Allora che diavolo sto ancora facendo sdraiato nel mio letto, permettendo a qualsiasi forza sinistra oltre la porta della mia camera di fare di me ciò che vuole? Non ha molto senso morire così facilmente, senza darmi una possibilità di combattere. Sembra più sensato portare la lotta all'intruso. Sorpresa. Sono loro quelli che stanno invadendo. Questa è casa mia.

Lentamente, mi alzo e scivolo fuori dalle coperte e apro il cassetto. Quando sento la lama fredda del pugnale nella mia mano, espiro piano, cercando di calmare il respiro.

Cammino in punta di piedi attraverso la mia stanza. Non so perché non riesco a essere più silenzioso mentre mi avvicino alla porta. Il mio respiro suona troppo forte nelle mie orecchie. Il fruscio dei miei vestiti mentre mi muovo è quasi assordante.

Ingoio un respiro profondo e apro la porta della mia camera da letto. La porta scorre con un cigolio distintivo e questo mi spaventa. Suona troppo forte. L'intruso sarà attirato da quel rumore, più preparato ora, sapendo che sto arrivando e che sono in questa camera da letto?

Cerco di mantenere la concentrazione sul compito a portata di mano. Il silenzio mi accoglie mentre guardo lungo il corridoio. Silenziosamente, controllo tutte le stanze, una per una, iniziando con quella di José, le mie orecchie pronte a captare qualsiasi rumore. Mi basta uno- solo uno- sbattere di porta non cerimonioso per avere un crollo mentale a questo punto.

Dopo aver finito con le stanze al piano di sopra, scendo le scale, tenendo il pugnale in mano come una spada, entrambe le dita avvolte attorno ad esso. Cerco nel soggiorno, nella cucina e nell'armadio dell'ingresso. Non c'è nessuno. E le porte e le finestre sono chiuse. Ancora chiuse. So di averle chiuse prima di andare a letto ieri.

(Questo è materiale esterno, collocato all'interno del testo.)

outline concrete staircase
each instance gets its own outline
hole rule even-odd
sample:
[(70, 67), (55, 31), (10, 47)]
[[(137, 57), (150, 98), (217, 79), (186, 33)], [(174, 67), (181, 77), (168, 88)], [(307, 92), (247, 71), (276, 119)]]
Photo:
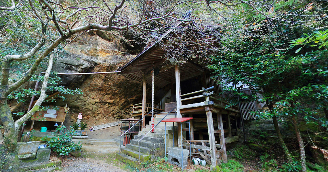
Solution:
[[(154, 160), (157, 157), (163, 157), (164, 155), (165, 138), (166, 138), (167, 147), (173, 146), (173, 136), (172, 133), (173, 123), (166, 123), (166, 134), (165, 134), (165, 123), (160, 122), (167, 113), (163, 114), (157, 114), (154, 119), (154, 125), (159, 124), (155, 128), (155, 132), (150, 132), (140, 142), (140, 160), (139, 157), (139, 140), (151, 129), (151, 122), (146, 128), (142, 129), (138, 135), (135, 135), (134, 139), (130, 141), (129, 144), (125, 146), (122, 146), (121, 152), (117, 153), (116, 158), (136, 168), (141, 167), (142, 162), (151, 159)], [(168, 115), (165, 119), (175, 117), (174, 113)], [(176, 135), (176, 134), (175, 134)], [(176, 142), (176, 136), (175, 141)]]

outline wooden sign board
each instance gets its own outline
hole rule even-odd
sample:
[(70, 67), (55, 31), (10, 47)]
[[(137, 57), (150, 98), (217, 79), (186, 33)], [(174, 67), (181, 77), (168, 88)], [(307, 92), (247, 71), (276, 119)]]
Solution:
[[(53, 106), (47, 106), (50, 107)], [(56, 122), (63, 122), (65, 121), (66, 117), (66, 113), (65, 113), (65, 108), (64, 107), (57, 107), (59, 108), (56, 111), (56, 114), (57, 116), (55, 118), (49, 118), (44, 117), (45, 113), (47, 113), (47, 111), (37, 111), (31, 117), (31, 120), (33, 121), (54, 121)]]

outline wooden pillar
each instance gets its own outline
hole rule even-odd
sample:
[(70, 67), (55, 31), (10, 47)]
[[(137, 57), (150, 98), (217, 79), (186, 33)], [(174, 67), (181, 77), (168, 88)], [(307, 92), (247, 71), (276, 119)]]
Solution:
[(207, 129), (208, 130), (208, 137), (210, 141), (210, 148), (211, 149), (211, 161), (212, 165), (216, 167), (217, 165), (216, 159), (217, 150), (215, 146), (215, 137), (214, 136), (214, 128), (213, 125), (212, 111), (209, 110), (209, 108), (208, 106), (205, 107), (205, 110), (206, 111), (206, 118), (207, 119)]
[[(141, 117), (143, 117), (146, 115), (146, 77), (144, 75), (143, 80), (142, 82), (142, 110), (141, 112)], [(142, 129), (145, 128), (145, 118), (142, 119), (141, 125), (141, 128)]]
[[(180, 86), (180, 70), (179, 66), (175, 66), (175, 93), (176, 95), (176, 117), (181, 118), (182, 115), (180, 113), (180, 106), (181, 106), (180, 100), (181, 95), (181, 86)], [(181, 123), (178, 123), (178, 147), (181, 147)]]
[[(193, 115), (189, 115), (189, 117), (192, 117)], [(194, 140), (194, 121), (193, 119), (189, 120), (189, 125), (190, 125), (190, 140)]]
[(235, 121), (236, 122), (236, 135), (238, 136), (238, 124), (237, 122), (237, 115), (235, 116)]
[(224, 140), (224, 132), (223, 131), (223, 124), (222, 122), (222, 115), (221, 112), (216, 114), (217, 117), (217, 125), (219, 129), (221, 130), (221, 132), (220, 133), (220, 145), (221, 145), (221, 149), (223, 150), (221, 156), (222, 157), (222, 161), (226, 163), (228, 161), (228, 158), (227, 157), (227, 149), (225, 147), (225, 140)]
[(231, 126), (230, 123), (230, 112), (228, 112), (228, 120), (227, 120), (226, 122), (227, 123), (227, 127), (228, 127), (228, 137), (231, 137), (232, 136), (232, 134), (231, 133)]
[(203, 72), (203, 86), (205, 88), (207, 88), (207, 84), (206, 83), (206, 74), (205, 71)]

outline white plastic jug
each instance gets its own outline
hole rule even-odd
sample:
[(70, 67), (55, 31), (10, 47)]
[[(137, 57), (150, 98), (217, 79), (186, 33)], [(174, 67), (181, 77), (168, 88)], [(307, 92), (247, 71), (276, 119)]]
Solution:
[(199, 164), (202, 166), (205, 166), (206, 165), (206, 161), (205, 160), (200, 160), (199, 161)]

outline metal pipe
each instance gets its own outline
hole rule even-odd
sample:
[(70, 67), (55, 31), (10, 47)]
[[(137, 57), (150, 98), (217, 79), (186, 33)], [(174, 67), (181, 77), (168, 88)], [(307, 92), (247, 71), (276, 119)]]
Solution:
[(192, 164), (191, 162), (191, 138), (190, 133), (190, 121), (189, 121), (189, 152), (190, 153), (190, 165)]
[[(89, 73), (57, 73), (57, 75), (90, 75), (92, 74), (111, 74), (113, 73), (119, 73), (120, 71), (115, 71), (114, 72), (90, 72)], [(41, 73), (44, 73), (42, 72)]]
[(165, 141), (164, 143), (165, 143), (165, 145), (164, 146), (165, 147), (165, 151), (164, 152), (164, 160), (165, 160), (165, 162), (166, 162), (166, 159), (165, 158), (166, 157), (166, 122), (165, 122), (165, 127), (164, 129), (165, 130), (165, 134), (164, 134), (164, 138)]
[(182, 171), (183, 171), (183, 154), (182, 154), (182, 150), (183, 150), (183, 148), (182, 148), (183, 146), (182, 146), (182, 140), (183, 140), (183, 138), (182, 137), (182, 123), (181, 123), (181, 124), (180, 125), (181, 126), (181, 167), (182, 168)]
[[(41, 76), (41, 75), (39, 75), (39, 76)], [(36, 83), (35, 83), (35, 86), (34, 87), (34, 91), (36, 91), (36, 90), (37, 89), (38, 86), (39, 86), (39, 83), (40, 83), (40, 81), (37, 81)], [(31, 110), (31, 109), (32, 109), (32, 105), (33, 104), (33, 101), (34, 101), (34, 98), (35, 98), (35, 96), (33, 95), (32, 96), (32, 98), (31, 98), (31, 101), (30, 102), (30, 105), (29, 105), (29, 108), (27, 109), (27, 112), (29, 112), (29, 111)], [(23, 124), (23, 126), (22, 127), (22, 130), (21, 130), (20, 133), (20, 137), (22, 137), (22, 136), (23, 135), (23, 133), (24, 133), (24, 129), (25, 129), (25, 126), (26, 125), (26, 121), (24, 122), (24, 123)]]
[(150, 112), (148, 112), (148, 113), (147, 113), (147, 114), (146, 114), (146, 115), (144, 116), (141, 119), (140, 119), (139, 121), (138, 121), (138, 122), (137, 122), (134, 125), (133, 125), (133, 126), (132, 126), (132, 127), (131, 127), (131, 128), (130, 128), (130, 129), (128, 129), (128, 130), (127, 130), (125, 132), (124, 132), (124, 133), (123, 133), (123, 134), (122, 134), (120, 136), (120, 137), (121, 138), (120, 139), (120, 153), (121, 153), (121, 144), (122, 141), (122, 136), (124, 135), (124, 134), (125, 134), (126, 133), (126, 132), (127, 132), (128, 131), (130, 131), (130, 129), (131, 129), (133, 127), (134, 127), (134, 126), (135, 126), (135, 125), (136, 125), (137, 124), (138, 124), (139, 122), (140, 122), (140, 121), (141, 121), (141, 120), (142, 120), (142, 119), (143, 119), (143, 118), (144, 118), (145, 117), (146, 117), (146, 116), (147, 116), (148, 114), (149, 114), (150, 113)]

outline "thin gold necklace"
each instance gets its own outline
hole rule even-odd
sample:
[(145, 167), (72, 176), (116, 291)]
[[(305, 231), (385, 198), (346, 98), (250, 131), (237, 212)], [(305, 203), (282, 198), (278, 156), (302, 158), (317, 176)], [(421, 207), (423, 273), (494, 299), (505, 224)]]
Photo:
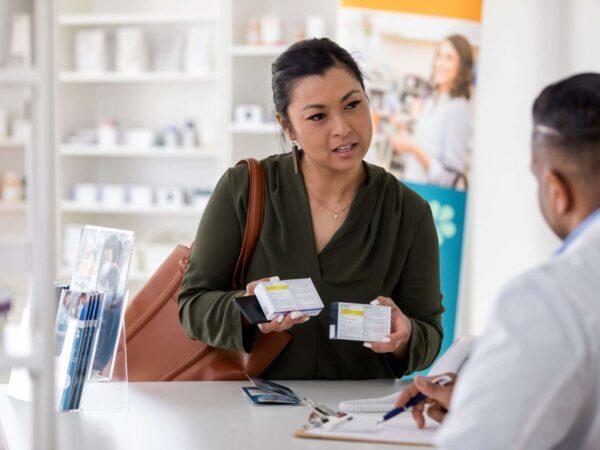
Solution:
[(342, 209), (340, 209), (339, 211), (334, 211), (333, 209), (331, 209), (329, 206), (327, 206), (325, 204), (325, 202), (323, 200), (321, 200), (319, 197), (317, 197), (315, 195), (314, 192), (312, 192), (310, 189), (306, 188), (306, 190), (308, 191), (309, 194), (312, 195), (312, 197), (321, 205), (323, 206), (327, 211), (329, 211), (331, 214), (333, 214), (333, 218), (335, 220), (337, 220), (340, 217), (340, 214), (343, 213), (344, 211), (346, 211), (348, 208), (350, 208), (350, 206), (352, 206), (352, 202), (350, 202), (348, 205), (344, 206)]

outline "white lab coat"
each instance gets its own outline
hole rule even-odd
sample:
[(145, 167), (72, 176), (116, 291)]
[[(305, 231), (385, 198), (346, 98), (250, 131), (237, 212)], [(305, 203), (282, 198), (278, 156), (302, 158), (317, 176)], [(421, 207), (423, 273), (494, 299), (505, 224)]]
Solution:
[(600, 220), (504, 289), (450, 410), (440, 449), (600, 449)]

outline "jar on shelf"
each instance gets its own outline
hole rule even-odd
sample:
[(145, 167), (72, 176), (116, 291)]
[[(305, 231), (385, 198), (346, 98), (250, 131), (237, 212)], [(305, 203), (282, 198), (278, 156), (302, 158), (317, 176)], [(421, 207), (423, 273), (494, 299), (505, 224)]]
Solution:
[(13, 172), (6, 172), (2, 177), (2, 200), (20, 202), (24, 198), (23, 177)]

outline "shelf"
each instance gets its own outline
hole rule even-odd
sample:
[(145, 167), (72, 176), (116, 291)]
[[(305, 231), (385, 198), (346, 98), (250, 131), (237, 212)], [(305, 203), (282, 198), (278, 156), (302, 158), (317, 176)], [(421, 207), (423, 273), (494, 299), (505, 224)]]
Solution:
[(185, 25), (216, 22), (217, 17), (199, 14), (61, 14), (58, 24), (66, 27), (113, 25)]
[(0, 247), (29, 245), (25, 236), (0, 235)]
[(123, 214), (123, 215), (157, 215), (157, 216), (192, 216), (198, 217), (202, 215), (204, 208), (197, 206), (105, 206), (97, 205), (82, 205), (71, 200), (63, 200), (61, 202), (63, 212), (79, 213), (79, 214)]
[(25, 202), (5, 202), (0, 200), (0, 212), (25, 211)]
[(0, 149), (17, 149), (25, 148), (25, 142), (16, 139), (0, 139)]
[(203, 146), (196, 148), (164, 148), (164, 147), (133, 147), (133, 146), (114, 146), (100, 147), (98, 145), (87, 144), (63, 144), (60, 147), (60, 154), (63, 156), (77, 157), (108, 157), (108, 158), (216, 158), (217, 151), (215, 146)]
[(234, 45), (231, 47), (233, 56), (272, 56), (277, 57), (289, 45)]
[(61, 72), (61, 83), (196, 83), (216, 81), (215, 74), (186, 72)]
[(0, 85), (9, 84), (16, 86), (31, 85), (36, 82), (36, 73), (33, 69), (1, 68)]
[[(175, 248), (175, 244), (173, 244), (173, 248)], [(62, 266), (58, 270), (58, 278), (60, 280), (70, 280), (72, 275), (72, 269), (69, 269), (66, 266)], [(152, 276), (152, 273), (144, 272), (142, 270), (130, 270), (127, 276), (127, 281), (132, 283), (143, 283), (147, 281)]]
[(277, 135), (280, 127), (277, 123), (262, 123), (259, 125), (246, 125), (239, 123), (232, 123), (230, 130), (234, 134), (264, 134), (264, 135)]

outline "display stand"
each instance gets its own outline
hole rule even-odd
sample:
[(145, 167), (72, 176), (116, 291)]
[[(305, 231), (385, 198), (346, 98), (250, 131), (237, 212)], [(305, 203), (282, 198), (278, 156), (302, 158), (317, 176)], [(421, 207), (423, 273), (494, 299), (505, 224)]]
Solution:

Mi dirigo verso la cucina e mi verso un bicchiere di Scotch di mio fratello. È piuttosto presto- appena intorno a mezzanotte- ma ne ho bisogno. Quella sensazione... È qualcosa di completamente diverso da tutto ciò che ho mai provato. Qualcuno è stato qui. O alcune persone.

Eppure le porte sono ancora chiuse. Devo parlare con José di cambiare le serrature delle porte non appena arriva oggi.

Lascio la cucina e mi dirigo verso la porta d'ingresso. Una volta lì, guardo fuori attraverso la finestra accanto alla porta. Non c'è attività sulla strada. È davvero tranquillo. C'è un'auto parcheggiata dall'altra parte della strada. È una Ford nera e non so da quanto tempo sia parcheggiata lì. Non so se c'era già quando sono arrivato dal ristorante.

Controllando le porte un'ultima volta, risalgo al piano di sopra con il pugnale e cerco di dormire un po'.